Un cessez-le-feu pour libérer les otages israéliens
Loin des manifestations et des cortèges que les associations pro-palestiniennes mettent en place chaque week-end, ces nouvelles formes de sensibilisation, que ce soit une action visuelle ou une rencontre thématique, prennent de l’ampleur et misent surtout sur le débat.
« Depuis la Palestine, tous les mouvements sont vus. Même si vous avez quatre personnes qui lèvent un drapeau palestinien, ils sont au courant et ils sont touchés, a justifié le chirurgien Christophe Oberlin, de retour de Gaza, lors d’une conférence le 22 avril à l’Athénée municipal à Bordeaux. Le soutien est extrêmement important, et les réseaux sociaux le rendent possible. Ils savent maintenant que le monde entier les regarde. La bataille se déroule ici. »

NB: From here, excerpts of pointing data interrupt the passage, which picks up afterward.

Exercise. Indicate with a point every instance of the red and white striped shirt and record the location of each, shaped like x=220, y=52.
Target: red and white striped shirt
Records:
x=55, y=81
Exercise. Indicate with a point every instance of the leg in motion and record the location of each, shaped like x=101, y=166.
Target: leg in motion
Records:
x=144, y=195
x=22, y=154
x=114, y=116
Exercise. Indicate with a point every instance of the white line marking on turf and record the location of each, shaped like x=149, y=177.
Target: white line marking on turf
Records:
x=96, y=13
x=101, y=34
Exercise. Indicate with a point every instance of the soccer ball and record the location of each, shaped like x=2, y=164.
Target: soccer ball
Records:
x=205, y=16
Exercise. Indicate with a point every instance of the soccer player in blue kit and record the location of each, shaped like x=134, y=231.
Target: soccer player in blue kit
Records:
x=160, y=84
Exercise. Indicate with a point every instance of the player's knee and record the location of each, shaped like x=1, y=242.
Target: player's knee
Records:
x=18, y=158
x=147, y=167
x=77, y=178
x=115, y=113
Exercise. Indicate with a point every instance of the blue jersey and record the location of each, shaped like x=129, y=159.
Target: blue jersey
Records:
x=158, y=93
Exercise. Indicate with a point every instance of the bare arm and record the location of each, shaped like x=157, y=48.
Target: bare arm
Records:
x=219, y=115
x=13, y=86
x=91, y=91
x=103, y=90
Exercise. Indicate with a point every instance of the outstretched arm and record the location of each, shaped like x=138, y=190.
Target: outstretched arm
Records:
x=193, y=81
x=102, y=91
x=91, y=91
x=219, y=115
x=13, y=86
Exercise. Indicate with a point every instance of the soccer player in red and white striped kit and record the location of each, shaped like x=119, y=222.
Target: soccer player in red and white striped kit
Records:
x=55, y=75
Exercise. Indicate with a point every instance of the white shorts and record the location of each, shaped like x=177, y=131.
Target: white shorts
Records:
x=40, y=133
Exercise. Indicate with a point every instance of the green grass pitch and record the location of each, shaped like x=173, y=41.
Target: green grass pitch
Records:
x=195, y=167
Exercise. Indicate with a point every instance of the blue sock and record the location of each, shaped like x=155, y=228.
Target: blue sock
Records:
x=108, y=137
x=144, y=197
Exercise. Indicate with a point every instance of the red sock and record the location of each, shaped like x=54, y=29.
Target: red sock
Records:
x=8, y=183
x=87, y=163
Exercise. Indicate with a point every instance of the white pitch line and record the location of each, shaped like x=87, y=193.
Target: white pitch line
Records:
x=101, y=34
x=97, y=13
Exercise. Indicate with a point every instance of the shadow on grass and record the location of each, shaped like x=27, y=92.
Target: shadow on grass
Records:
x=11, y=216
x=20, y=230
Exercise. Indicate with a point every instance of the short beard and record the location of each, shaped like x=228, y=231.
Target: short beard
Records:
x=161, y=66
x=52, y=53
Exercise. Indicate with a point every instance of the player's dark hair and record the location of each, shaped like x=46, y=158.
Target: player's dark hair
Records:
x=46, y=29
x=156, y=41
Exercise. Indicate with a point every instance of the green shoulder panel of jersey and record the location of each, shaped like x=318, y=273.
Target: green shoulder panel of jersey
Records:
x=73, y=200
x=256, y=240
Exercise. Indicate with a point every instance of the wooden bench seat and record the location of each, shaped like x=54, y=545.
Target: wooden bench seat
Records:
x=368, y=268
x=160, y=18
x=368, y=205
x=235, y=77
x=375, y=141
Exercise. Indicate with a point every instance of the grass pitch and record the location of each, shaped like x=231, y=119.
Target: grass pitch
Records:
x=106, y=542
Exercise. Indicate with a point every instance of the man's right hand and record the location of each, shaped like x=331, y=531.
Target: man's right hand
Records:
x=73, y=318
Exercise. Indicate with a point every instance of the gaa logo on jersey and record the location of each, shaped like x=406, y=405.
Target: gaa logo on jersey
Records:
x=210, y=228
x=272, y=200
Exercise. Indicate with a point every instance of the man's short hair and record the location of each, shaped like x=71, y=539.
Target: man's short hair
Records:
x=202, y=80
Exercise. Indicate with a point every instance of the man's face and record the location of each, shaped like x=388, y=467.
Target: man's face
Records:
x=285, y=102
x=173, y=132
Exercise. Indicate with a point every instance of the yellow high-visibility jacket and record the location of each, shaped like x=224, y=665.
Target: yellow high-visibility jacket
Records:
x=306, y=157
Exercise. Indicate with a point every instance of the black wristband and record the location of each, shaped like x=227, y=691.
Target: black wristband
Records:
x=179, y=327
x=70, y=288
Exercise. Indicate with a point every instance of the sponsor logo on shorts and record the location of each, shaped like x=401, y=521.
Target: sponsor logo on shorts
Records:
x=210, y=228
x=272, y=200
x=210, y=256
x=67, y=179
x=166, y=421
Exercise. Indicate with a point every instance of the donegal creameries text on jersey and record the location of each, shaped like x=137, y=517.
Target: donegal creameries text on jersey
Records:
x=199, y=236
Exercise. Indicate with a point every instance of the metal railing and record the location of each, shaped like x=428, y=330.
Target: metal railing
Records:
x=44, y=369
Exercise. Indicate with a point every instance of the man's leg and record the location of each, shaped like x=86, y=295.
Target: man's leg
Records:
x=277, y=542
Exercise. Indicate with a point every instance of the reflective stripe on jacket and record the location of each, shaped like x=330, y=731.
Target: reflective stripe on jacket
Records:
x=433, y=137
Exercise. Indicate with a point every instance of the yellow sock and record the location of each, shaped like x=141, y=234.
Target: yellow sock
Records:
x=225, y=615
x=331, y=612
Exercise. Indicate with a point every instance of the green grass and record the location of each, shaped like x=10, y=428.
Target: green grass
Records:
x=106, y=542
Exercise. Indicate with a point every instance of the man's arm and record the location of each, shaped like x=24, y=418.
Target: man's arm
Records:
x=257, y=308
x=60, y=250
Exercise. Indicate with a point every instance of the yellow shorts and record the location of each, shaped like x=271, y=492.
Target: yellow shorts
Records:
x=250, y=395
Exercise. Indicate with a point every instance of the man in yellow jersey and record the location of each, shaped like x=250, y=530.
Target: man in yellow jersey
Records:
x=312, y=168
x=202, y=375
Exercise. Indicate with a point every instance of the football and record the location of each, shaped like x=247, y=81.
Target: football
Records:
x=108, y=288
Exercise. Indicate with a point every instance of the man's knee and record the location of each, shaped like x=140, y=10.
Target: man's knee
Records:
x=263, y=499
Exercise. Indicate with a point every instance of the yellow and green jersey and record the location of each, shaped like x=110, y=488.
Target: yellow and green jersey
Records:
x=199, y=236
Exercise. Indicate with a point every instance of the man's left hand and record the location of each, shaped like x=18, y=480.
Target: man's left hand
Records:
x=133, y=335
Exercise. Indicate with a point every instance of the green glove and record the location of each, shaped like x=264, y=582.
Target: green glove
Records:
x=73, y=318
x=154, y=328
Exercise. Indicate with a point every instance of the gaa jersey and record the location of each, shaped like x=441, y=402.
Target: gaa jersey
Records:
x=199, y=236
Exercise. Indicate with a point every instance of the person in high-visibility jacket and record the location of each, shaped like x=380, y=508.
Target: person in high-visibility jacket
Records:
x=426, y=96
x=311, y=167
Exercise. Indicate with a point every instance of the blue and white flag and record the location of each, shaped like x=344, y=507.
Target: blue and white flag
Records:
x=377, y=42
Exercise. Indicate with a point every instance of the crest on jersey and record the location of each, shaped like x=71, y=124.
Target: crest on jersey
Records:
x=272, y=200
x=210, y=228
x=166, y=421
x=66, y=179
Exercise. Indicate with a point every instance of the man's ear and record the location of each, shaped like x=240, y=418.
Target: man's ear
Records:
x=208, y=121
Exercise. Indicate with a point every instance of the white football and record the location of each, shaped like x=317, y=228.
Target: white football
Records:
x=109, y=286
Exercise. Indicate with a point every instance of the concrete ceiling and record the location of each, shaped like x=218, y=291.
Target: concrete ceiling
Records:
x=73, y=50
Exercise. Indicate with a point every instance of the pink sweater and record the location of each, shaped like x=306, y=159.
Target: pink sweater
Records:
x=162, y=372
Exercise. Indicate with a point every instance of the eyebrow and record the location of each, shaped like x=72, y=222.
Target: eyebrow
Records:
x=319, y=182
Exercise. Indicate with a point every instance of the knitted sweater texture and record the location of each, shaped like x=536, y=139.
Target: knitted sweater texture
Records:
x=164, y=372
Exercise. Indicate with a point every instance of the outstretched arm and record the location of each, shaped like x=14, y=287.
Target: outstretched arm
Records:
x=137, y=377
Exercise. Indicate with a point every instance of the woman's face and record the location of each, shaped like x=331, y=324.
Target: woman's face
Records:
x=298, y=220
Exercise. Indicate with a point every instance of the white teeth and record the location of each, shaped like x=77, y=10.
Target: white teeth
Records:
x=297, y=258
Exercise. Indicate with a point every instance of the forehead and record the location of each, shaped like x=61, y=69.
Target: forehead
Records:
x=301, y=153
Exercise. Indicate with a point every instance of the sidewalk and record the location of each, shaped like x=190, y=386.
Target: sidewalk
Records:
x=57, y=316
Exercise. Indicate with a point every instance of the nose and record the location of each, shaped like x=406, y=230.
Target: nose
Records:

Et même si les actions de Lynda et Mirna ne font pas le buzz sur les réseaux sociaux, même si « on ne porte pas de keffieh (écharpe palestinienne) », les deux citoyennes veulent « informer » :
« On a un panneau sur les victimes, surtout les enfants. On fait ça et on se met en retrait. Les gens sont très touchés. Il y a des larmes et ça éveille beaucoup d’émotions. On rencontre des personnes intéressantes. Les gens viennent, disent merci, et nous embrassent. »
Des mobilisations qui ne font pas de mécontents ? « Une fois » reconnaît Lynda, « une personne nous a reproché de ne pas parler des otages israéliens ».
« Libérer les otages, oui, mais en réalité, il n’y a que par un cessez-le-feu qu’on va y arriver », estime Gwen, qui se dit « étonné » du bon accueil de ces initiatives à Sciences-Po Bordeaux. « Demander la libération des otages en faisant la guerre, ça n’aboutira pas. Je rappelle qu’Israël en a tué trois lors d’une opération militaire à Gaza. »
A noter que la semaine dernière, le collectif Collages féministes Bordeaux a signé une action dans le cadre de la campagne #StopArmingIsrael (Arrêter d’armer Israël).